Alpha-hemoglobin stabilizing protein (AHSP), a kinetic scheme of the action of a human mutant, AHSPV56G.

A kinetic analysis has been made of the interaction of alpha-Hb chains with a mutant alpha-hemoglobin stabilizing protein, AHSP(V56G), which is the first case of an AHSP mutation associated with clinical symptoms of mild thalassemia syndrome. The chaperone AHSP is thought to protect nascent alpha chains until final binding to the partner beta-Hb. Rather than protecting alpha chains, the mutant chaperone is partially unfolded but recovers its secondary structure via interaction with alpha-Hb. For both AHSP(WT) and AHSP(V56G), the binding to alpha-Hb is quite rapid relative to the alpha-beta reaction, as expected because the chaperone binding must be quite competitive to complete the alpha chain folding process before alpha-Hb binds irreversibly to beta-Hb.

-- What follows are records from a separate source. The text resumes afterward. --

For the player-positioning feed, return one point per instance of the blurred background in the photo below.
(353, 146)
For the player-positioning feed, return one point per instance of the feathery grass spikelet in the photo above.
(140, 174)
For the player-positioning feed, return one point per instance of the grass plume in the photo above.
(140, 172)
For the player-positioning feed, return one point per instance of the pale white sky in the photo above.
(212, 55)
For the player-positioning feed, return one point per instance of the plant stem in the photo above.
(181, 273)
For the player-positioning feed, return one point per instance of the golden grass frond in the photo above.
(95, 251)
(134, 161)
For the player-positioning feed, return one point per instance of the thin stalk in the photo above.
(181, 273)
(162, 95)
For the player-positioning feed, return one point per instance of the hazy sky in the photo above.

The main kinetic difference is a dissociation rate of AHSP(V56G).alpha-Hb some four times faster relative to AHSP.alpha-Hb. Considering a role of protein folding, the AHSP(V56G) apparently does not bind long enough (0.5 s versus 2 s for the WT) to complete the structural modifications. The overall replacement reaction (AHSP.alpha-Hb + beta-Hb --> AHSP + alphabeta) can be quite long, especially if there is an excess of AHSP relative to beta-Hb monomers.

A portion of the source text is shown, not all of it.